How are proximal humerus fractures managed?

A

Fractures that are minimally displaced without neurovascular compromise are managed conservatively, targeted at early immobilisation (using polysling) followed by earrly mobilisation after 2/52.

Surgical management includes open reduction internal fixation (ORIF) or intermedullary nailing, and is indicated when the fracture is open, displaced or causes neurovascular compromise.

70
Q

What is the main complication of a proximal humerus fracture?

A

Damage to the circumflex arteries supplying the humeral head, causing avascular necrosis.

71
Q

What is the usual cause of scapular fractures?

A

Very rare and associated with high-energy trauma.

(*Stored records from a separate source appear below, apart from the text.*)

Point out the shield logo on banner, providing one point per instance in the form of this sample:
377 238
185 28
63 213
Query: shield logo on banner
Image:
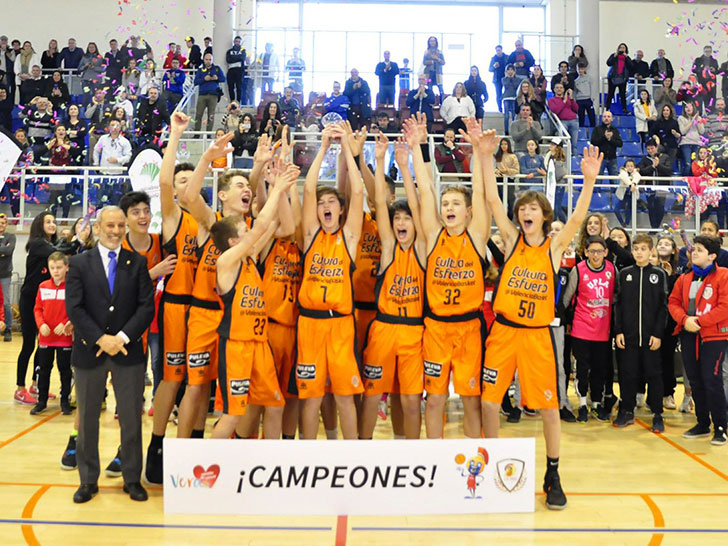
510 474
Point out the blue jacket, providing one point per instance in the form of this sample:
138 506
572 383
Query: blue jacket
209 87
175 83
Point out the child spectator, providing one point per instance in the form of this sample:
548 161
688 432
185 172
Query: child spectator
699 305
54 333
591 289
640 312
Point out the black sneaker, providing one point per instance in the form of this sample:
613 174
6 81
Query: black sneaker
624 419
38 408
719 438
514 416
698 431
114 468
555 498
566 415
68 461
658 424
154 473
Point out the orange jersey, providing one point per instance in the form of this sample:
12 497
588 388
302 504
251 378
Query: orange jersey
244 315
184 245
327 276
525 294
203 291
153 254
368 256
400 288
455 284
281 271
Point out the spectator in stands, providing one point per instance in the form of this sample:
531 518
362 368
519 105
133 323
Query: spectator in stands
208 79
290 109
337 102
114 65
434 61
448 155
360 99
620 66
173 82
194 53
510 82
583 94
38 120
24 62
564 77
692 129
521 59
525 128
387 72
457 107
295 68
477 91
705 68
667 130
56 91
717 124
607 137
645 113
564 107
577 59
32 86
112 149
655 164
497 66
152 115
665 95
70 56
661 67
268 62
527 95
531 164
272 120
235 59
49 58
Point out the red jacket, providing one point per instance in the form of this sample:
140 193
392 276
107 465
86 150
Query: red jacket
50 309
711 304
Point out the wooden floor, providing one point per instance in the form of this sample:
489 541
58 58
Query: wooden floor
624 487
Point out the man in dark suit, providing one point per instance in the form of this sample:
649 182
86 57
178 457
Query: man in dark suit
110 301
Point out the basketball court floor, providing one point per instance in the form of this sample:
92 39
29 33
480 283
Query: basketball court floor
626 486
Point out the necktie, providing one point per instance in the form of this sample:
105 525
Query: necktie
112 271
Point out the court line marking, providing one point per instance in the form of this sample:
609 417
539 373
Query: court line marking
28 509
685 451
30 429
658 520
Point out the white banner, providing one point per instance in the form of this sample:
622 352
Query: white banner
272 477
144 176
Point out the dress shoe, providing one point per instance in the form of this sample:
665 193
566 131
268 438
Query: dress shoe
136 491
85 493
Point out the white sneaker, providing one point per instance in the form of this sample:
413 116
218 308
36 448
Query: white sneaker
687 405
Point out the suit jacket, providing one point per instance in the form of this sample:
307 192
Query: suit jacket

As a result, have an associated mortality rate of 5% due to concurrent severe injuries.

72
Q

What is the common mechanism of injury for an anterior shoulder dislocation?

A

FOOSH backwards or by forced abduction and external rotation of the shoulder.

73
Q

What are the clinical features of anterior shoulder dislocation?

A
  • severe pain
  • visibly deformed shoulder joint

OE shoulder will appear abducted and externally rotated.

74
Q

What is the common mechanism of injury for a posterior shoulder dislocation?

A

Internal rotation of the abducted arm (e.g. epileptic fit or electric shock).

75
Q

How are shoulder dislocations managed?

A

MUA and reduction.

Kocher’s method used to reduce elbow dislocation.

76
Q

What are the common complications of shoulder dislocation?

A
  • rotator cuff tear
  • nerve injury (axillary nerve)
  • axillary artery injury
  • fracture dislocation
  • recurrent dislocations*

*ligaments, cartilage and muscles are damaged and become more lax, making repeat dislocation more likely.